Queens denies Irish flux

八月 11, 1995

Queens University has attacked an MP's claim that Northern Ireland school leavers are being forced to go to mainland universities because their places are being taken by students from the Irish Republic.

John Taylor, Ulster Unionist MP for Strangford said recent parliamentary questions had confirmed there are now 2,200 students from the Irish Republic at Queens and the University of Ulster. "Not only are these students denying places for our own children, they are imposing an Irish ethos within the campuses and there is now a culture at Queens which no longer reflects Ulster's society," he said.
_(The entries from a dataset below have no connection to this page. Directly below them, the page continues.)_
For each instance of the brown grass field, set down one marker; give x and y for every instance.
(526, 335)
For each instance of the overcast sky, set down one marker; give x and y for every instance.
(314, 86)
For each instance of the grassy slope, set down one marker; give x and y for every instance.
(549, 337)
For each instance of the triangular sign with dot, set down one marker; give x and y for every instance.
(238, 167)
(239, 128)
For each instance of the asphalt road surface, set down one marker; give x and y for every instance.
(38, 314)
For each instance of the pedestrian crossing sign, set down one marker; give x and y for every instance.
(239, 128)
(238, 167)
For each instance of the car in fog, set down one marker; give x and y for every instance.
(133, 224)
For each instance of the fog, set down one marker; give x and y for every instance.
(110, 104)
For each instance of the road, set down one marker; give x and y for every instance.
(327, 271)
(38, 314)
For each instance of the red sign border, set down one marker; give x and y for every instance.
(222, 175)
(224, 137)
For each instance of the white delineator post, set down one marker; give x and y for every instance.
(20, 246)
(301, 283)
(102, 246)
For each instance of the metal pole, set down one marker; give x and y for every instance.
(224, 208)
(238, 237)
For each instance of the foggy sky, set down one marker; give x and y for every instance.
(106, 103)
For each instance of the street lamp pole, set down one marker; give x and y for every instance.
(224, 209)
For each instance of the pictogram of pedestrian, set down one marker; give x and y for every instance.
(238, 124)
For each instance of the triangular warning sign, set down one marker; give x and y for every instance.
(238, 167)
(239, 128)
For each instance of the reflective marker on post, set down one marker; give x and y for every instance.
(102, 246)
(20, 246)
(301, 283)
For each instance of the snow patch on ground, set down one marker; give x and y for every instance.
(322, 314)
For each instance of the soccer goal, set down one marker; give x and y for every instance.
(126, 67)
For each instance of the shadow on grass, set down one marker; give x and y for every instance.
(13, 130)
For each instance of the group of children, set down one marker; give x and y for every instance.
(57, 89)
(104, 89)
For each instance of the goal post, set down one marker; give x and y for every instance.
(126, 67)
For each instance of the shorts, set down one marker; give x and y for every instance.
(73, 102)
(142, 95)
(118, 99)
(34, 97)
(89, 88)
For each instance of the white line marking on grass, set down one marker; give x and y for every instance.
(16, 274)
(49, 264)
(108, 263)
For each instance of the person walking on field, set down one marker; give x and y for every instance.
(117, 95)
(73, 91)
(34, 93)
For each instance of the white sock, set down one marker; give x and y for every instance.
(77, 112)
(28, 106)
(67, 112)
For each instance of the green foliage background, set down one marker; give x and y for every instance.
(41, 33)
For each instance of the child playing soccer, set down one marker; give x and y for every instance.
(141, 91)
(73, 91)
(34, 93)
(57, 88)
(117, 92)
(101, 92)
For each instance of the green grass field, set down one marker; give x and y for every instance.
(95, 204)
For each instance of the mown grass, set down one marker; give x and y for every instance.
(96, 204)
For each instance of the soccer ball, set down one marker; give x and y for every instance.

He claimed around 40 per cent of Ulster students leave to study at English, Scottish and Welsh institutions but only 11 per cent return.

Queens University dismissed the allegations and said that 88 per cent of its intake is from the province. "This proportion of intake is among the highest of any UK university in terms of its local catchment area. All students from European Union countries by law have to be treated in the same way as home students and virtually all those entering Queens were admitted on the basis of academic merit," said a spokeswoman.

Only 204 from last year's intake of 2,845 students came from across the border and the total percentage of students from the republic is likely to rise this year to some 7 per cent - an increase from just below 6 per cent five years ago.

A member of Queens senate, councillor Alex Attwood, who is a member of the Nationalist SDLP said: "At a time when we all have a duty to build relations, Mr Taylor wants to crush that potential."